Have a question about this project? Sign up for a free GitHub account to open an issue and contact its maintainers and the community.

Already on GitHub? Sign in to your account

PCP webapi not returning data/metrics ? #14

Closed
hc000 opened this Issue Apr 17, 2015 · 8 comments

Comments

Projects
None yet
4 participants

hc000 commented Apr 17, 2015

I followed these instruction and compiled pcp from source.

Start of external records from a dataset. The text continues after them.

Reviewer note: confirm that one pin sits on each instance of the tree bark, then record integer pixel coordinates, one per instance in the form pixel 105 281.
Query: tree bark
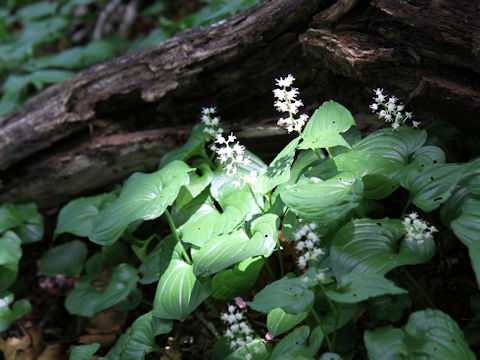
pixel 120 116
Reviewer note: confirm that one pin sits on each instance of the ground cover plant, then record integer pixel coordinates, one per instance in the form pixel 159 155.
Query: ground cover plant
pixel 309 257
pixel 45 42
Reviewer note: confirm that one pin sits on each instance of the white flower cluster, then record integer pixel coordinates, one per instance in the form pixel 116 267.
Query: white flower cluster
pixel 309 246
pixel 238 330
pixel 417 229
pixel 232 157
pixel 212 123
pixel 390 110
pixel 287 102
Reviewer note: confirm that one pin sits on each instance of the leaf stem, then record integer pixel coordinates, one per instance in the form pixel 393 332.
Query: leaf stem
pixel 419 287
pixel 269 268
pixel 255 199
pixel 173 229
pixel 319 321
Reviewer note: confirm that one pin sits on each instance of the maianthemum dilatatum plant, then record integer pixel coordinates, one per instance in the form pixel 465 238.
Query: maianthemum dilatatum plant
pixel 222 213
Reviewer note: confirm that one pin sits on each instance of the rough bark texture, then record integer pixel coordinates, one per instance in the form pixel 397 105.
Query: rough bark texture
pixel 120 116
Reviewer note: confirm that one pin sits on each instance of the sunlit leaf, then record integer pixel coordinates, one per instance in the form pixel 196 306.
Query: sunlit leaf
pixel 225 250
pixel 139 339
pixel 179 291
pixel 279 321
pixel 66 259
pixel 78 216
pixel 229 283
pixel 144 196
pixel 373 246
pixel 359 287
pixel 326 202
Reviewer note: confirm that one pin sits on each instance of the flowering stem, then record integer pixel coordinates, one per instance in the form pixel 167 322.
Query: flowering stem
pixel 419 287
pixel 320 323
pixel 255 199
pixel 280 260
pixel 173 229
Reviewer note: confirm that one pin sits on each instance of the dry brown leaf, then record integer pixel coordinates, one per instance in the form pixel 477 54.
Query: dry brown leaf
pixel 53 352
pixel 26 348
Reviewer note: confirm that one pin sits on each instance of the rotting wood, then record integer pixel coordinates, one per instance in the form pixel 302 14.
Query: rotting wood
pixel 120 116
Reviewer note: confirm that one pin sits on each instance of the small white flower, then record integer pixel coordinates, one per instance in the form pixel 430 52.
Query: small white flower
pixel 285 82
pixel 417 229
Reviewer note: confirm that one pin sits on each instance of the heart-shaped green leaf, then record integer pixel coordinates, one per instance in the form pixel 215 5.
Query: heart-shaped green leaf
pixel 179 291
pixel 144 196
pixel 372 246
pixel 428 334
pixel 326 202
pixel 396 145
pixel 10 254
pixel 78 216
pixel 225 250
pixel 66 259
pixel 7 315
pixel 139 339
pixel 24 220
pixel 330 116
pixel 359 287
pixel 279 321
pixel 86 300
pixel 233 282
pixel 292 295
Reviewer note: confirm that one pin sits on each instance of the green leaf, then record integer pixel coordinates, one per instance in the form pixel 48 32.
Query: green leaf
pixel 144 196
pixel 7 315
pixel 11 246
pixel 326 202
pixel 158 260
pixel 10 255
pixel 467 226
pixel 86 300
pixel 330 116
pixel 196 184
pixel 78 216
pixel 428 334
pixel 66 259
pixel 324 139
pixel 193 146
pixel 279 321
pixel 291 295
pixel 278 171
pixel 372 246
pixel 225 250
pixel 84 352
pixel 139 339
pixel 388 307
pixel 229 283
pixel 359 287
pixel 24 219
pixel 179 291
pixel 396 145
pixel 433 186
pixel 207 222
pixel 292 345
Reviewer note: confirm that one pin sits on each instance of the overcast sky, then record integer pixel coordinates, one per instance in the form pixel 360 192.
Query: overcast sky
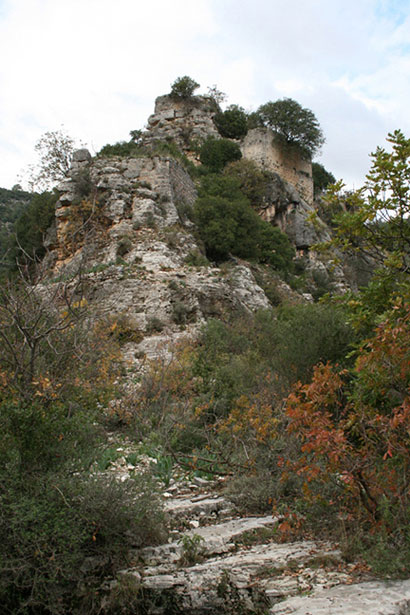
pixel 95 67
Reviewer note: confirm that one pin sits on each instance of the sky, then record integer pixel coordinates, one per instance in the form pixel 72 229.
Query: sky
pixel 93 68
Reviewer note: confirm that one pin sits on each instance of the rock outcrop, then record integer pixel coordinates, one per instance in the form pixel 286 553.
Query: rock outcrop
pixel 217 561
pixel 185 121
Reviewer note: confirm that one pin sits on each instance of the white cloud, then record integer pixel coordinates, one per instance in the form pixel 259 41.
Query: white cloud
pixel 96 67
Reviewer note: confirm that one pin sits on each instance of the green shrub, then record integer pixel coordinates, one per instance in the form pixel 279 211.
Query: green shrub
pixel 184 87
pixel 228 225
pixel 252 182
pixel 321 178
pixel 232 123
pixel 216 153
pixel 62 537
pixel 27 242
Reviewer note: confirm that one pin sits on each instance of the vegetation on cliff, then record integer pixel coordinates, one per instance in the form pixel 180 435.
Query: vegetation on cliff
pixel 304 407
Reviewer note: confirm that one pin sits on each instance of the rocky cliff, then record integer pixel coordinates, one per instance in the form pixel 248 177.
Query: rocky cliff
pixel 124 223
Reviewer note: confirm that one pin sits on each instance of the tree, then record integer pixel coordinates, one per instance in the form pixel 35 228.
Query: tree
pixel 375 219
pixel 184 87
pixel 55 150
pixel 321 178
pixel 295 124
pixel 232 123
pixel 216 153
pixel 227 224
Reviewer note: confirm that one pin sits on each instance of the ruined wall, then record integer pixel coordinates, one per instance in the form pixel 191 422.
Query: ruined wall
pixel 259 145
pixel 183 121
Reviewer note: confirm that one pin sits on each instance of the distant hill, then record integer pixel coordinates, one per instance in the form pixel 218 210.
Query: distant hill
pixel 12 204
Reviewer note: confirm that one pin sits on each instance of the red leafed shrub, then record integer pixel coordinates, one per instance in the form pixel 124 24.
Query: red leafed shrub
pixel 354 427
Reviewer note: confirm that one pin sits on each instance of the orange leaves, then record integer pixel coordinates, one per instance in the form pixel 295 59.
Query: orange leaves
pixel 354 428
pixel 250 421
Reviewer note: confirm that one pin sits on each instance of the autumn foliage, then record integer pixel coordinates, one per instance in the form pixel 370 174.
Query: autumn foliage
pixel 354 427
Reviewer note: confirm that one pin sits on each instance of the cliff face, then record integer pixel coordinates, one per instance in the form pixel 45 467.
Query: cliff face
pixel 124 223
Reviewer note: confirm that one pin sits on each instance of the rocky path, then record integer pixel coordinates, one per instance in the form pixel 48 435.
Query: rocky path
pixel 217 561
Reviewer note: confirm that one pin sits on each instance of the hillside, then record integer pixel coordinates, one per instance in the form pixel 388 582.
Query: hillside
pixel 200 411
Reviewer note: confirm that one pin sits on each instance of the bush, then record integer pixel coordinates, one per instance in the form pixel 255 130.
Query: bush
pixel 63 537
pixel 321 178
pixel 26 246
pixel 232 123
pixel 228 225
pixel 295 124
pixel 216 153
pixel 252 182
pixel 184 87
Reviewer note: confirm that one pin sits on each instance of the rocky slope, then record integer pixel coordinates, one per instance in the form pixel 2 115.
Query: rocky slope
pixel 217 561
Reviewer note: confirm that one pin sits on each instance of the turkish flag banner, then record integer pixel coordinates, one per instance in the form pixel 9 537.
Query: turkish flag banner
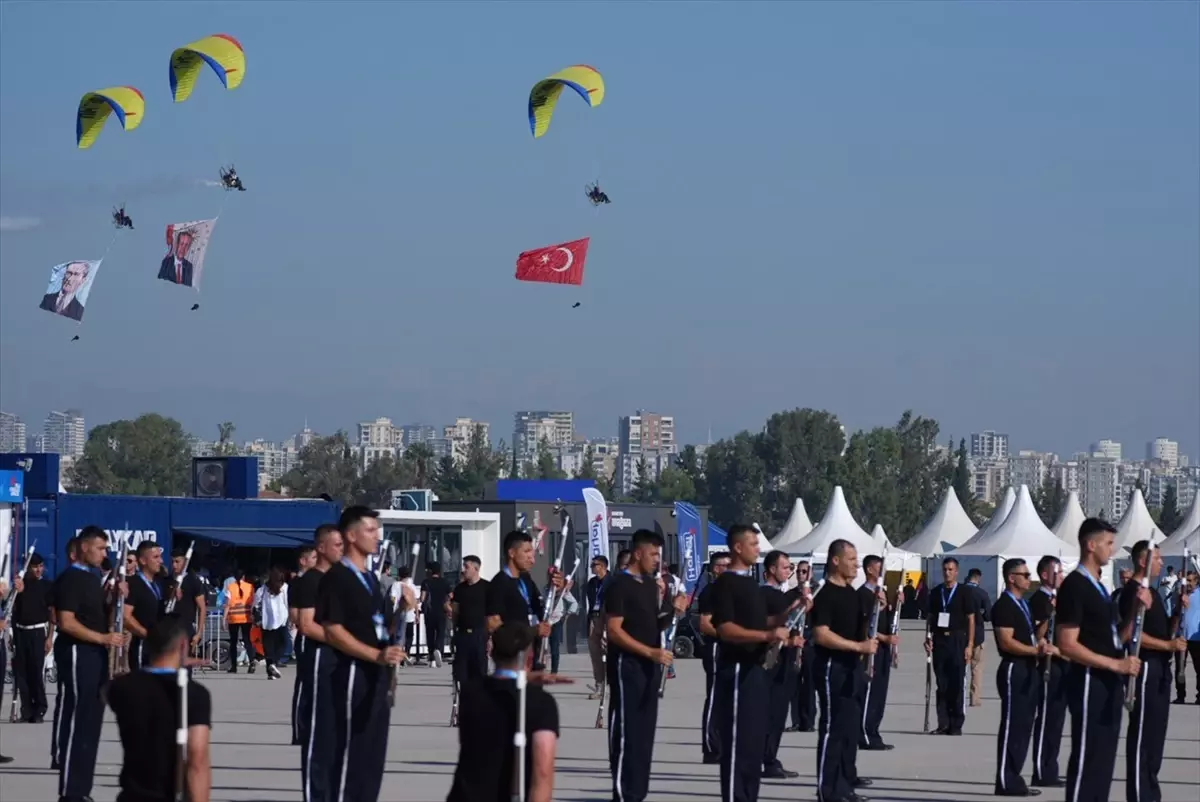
pixel 556 264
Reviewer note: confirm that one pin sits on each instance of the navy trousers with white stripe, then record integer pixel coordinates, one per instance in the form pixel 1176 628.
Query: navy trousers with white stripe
pixel 83 670
pixel 741 698
pixel 839 690
pixel 1095 699
pixel 876 699
pixel 1147 728
pixel 633 718
pixel 1018 682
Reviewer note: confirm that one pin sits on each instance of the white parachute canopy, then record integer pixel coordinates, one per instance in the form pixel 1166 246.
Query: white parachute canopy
pixel 798 525
pixel 949 527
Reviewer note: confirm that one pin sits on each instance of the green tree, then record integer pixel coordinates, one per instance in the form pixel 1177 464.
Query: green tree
pixel 325 466
pixel 147 456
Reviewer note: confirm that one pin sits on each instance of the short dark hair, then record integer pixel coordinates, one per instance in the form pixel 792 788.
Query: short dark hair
pixel 1009 566
pixel 1092 527
pixel 515 538
pixel 354 515
pixel 773 558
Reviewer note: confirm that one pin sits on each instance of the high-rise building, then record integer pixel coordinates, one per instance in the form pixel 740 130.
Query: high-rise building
pixel 12 434
pixel 989 446
pixel 1164 450
pixel 65 434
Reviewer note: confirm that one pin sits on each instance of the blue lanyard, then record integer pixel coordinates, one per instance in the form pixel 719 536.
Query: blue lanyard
pixel 154 588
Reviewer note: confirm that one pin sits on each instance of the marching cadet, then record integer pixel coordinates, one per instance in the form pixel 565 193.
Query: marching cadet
pixel 144 606
pixel 468 611
pixel 1146 735
pixel 83 664
pixel 1089 636
pixel 949 638
pixel 1051 695
pixel 1017 678
pixel 709 736
pixel 780 675
pixel 739 695
pixel 147 705
pixel 635 618
pixel 876 695
pixel 309 647
pixel 839 617
pixel 33 632
pixel 489 719
pixel 348 741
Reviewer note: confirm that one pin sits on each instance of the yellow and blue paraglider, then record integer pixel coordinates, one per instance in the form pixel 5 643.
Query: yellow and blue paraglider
pixel 544 96
pixel 96 107
pixel 221 52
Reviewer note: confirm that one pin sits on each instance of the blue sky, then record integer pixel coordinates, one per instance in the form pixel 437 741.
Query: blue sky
pixel 989 213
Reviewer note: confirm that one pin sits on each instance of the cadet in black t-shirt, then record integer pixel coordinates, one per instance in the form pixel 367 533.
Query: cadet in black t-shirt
pixel 145 603
pixel 468 610
pixel 949 639
pixel 1089 636
pixel 147 705
pixel 636 616
pixel 1051 711
pixel 744 633
pixel 489 720
pixel 352 609
pixel 1146 735
pixel 838 618
pixel 79 652
pixel 312 657
pixel 31 630
pixel 711 736
pixel 1018 678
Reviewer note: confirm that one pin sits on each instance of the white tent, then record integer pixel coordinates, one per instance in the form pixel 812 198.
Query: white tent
pixel 1066 528
pixel 1023 534
pixel 996 520
pixel 949 527
pixel 798 525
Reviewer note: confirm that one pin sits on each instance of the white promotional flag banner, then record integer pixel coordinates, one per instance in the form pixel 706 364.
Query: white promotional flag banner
pixel 598 522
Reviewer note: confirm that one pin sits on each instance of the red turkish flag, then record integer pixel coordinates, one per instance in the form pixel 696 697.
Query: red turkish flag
pixel 556 264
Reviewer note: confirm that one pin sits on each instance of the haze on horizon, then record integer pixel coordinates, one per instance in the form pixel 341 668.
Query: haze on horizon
pixel 987 213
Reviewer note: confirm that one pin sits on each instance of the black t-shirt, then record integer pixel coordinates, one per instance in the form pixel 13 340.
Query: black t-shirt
pixel 436 591
pixel 635 599
pixel 147 707
pixel 738 599
pixel 472 600
pixel 1009 614
pixel 79 591
pixel 840 609
pixel 504 599
pixel 486 720
pixel 1155 623
pixel 145 599
pixel 355 602
pixel 1090 609
pixel 959 600
pixel 33 605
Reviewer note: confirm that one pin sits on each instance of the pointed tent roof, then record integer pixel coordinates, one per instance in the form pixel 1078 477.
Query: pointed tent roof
pixel 1137 524
pixel 1021 534
pixel 837 525
pixel 997 519
pixel 798 525
pixel 949 527
pixel 1066 528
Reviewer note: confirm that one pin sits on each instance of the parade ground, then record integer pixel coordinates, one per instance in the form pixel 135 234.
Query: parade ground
pixel 253 762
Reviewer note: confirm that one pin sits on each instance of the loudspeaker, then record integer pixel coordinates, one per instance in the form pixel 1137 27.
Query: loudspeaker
pixel 225 477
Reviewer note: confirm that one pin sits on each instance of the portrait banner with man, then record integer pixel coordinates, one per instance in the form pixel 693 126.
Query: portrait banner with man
pixel 70 286
pixel 186 245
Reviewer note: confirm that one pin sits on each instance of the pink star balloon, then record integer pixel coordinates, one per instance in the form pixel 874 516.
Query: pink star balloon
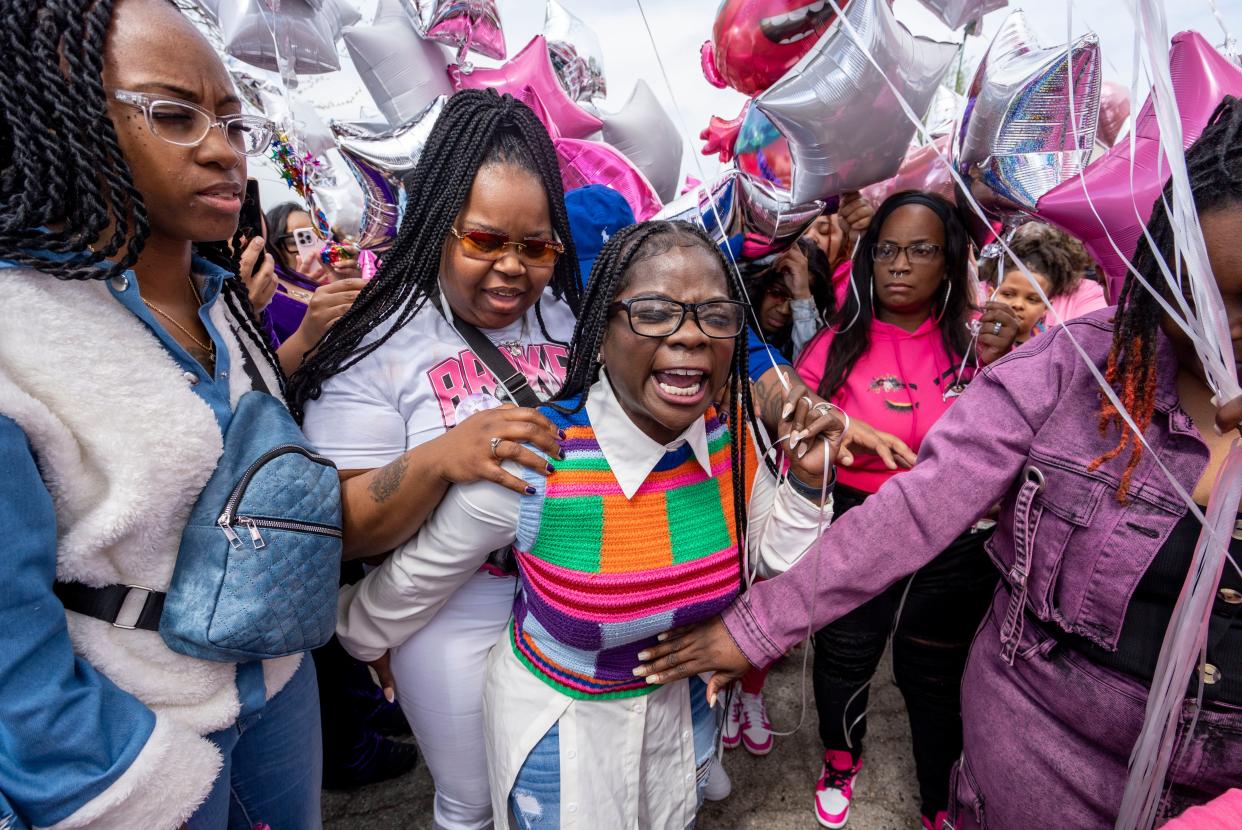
pixel 530 75
pixel 583 163
pixel 1124 188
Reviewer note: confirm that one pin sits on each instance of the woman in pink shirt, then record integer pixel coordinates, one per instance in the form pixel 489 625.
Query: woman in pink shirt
pixel 899 367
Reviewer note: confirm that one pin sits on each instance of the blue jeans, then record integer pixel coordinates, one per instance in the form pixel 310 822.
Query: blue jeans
pixel 273 764
pixel 534 799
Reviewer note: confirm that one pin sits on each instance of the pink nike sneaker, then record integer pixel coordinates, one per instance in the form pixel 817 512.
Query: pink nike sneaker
pixel 835 788
pixel 756 729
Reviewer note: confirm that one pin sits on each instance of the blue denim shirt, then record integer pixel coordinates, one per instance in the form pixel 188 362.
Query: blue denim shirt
pixel 66 731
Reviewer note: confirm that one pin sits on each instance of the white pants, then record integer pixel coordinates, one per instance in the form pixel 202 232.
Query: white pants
pixel 439 677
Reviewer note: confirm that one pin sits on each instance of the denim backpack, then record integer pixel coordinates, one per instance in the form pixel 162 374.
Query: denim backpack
pixel 258 565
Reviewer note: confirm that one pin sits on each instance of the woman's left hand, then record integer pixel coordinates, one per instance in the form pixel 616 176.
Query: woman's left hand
pixel 260 281
pixel 809 418
pixel 692 650
pixel 997 329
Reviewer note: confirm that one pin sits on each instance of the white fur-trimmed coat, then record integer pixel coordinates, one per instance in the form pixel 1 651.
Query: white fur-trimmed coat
pixel 124 446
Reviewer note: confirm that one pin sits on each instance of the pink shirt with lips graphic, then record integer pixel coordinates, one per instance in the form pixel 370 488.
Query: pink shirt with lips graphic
pixel 424 380
pixel 898 385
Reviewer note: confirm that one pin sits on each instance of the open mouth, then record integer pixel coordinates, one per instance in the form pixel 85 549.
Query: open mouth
pixel 679 385
pixel 797 24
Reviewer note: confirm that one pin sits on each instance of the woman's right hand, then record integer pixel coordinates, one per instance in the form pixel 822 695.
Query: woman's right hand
pixel 466 450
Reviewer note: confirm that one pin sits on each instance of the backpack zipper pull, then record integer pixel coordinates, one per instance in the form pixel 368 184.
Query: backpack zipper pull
pixel 234 539
pixel 256 538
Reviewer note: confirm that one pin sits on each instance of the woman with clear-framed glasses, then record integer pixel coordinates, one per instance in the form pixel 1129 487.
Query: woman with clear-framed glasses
pixel 898 363
pixel 127 347
pixel 636 524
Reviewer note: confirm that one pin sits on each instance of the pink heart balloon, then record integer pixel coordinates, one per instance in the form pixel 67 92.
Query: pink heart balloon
pixel 922 169
pixel 529 75
pixel 583 163
pixel 1201 76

$ git clone git://git.pcp.io/pcp

$ apt-get build-dep pcp

$ cd pcp
$ ./configure --prefix=/usr --sysconfdir=/etc --localstatedir=/var --with-webapi
$ make
$ groupadd -r pcp
$ useradd -c "Performance Co-Pilot" -g pcp -d /var/lib/pcp -M -r -s /usr/sbin/nologin pcp
$ make install

but I am getting this error when calling the API

PMWEBD error, code -12443: Insufficient elements in list

when i request http://host:44323/pmapi/context?hostspec=localhost&polltimeout=600

I get { "context": 367806010 }

when i request http://host:44323/pmapi/367806010/_metric?prefix=hinv

i get { "metrics":[]}

how can i make it populate data in the metrics array?

Thank you!

Contributor

fche commented Apr 17, 2015

If the phenomenon is the same there as it is here, this is probably a bug in libpcp. What happens is that if pmwebd and pmcd both run, and pmwebd issues a successful context for the running pmcd, it remembers this too long. If you now stop the pmcd process, the previous pmwebd (via libpcp's pmNewContext) will still issue new pcp context#s, perhaps because it decides to reuse prior not-quite-dead tcp connections. Those new context#s are useless however; pmFetch() might return errors (or not?).

Contributor

kmcdonell commented Apr 18, 2015

I'm not sure if Frank's explanation is 100% correct ... if pmwebd calls pmDestroyContext() when it sees a fatal error, then I can't immediately see how the stale pmcd connection info can leak out to new contexts.

To get some more information, do the following:

edit /etc/pcp/pmwebd/pmwebd.options and add this line at the end

OPTIONS="$OPTIONS -Dcontext,pdu"

then restart pmwebd (sudo /etc/init.d/pmweb restart, or equivalent)

Try your web queries again.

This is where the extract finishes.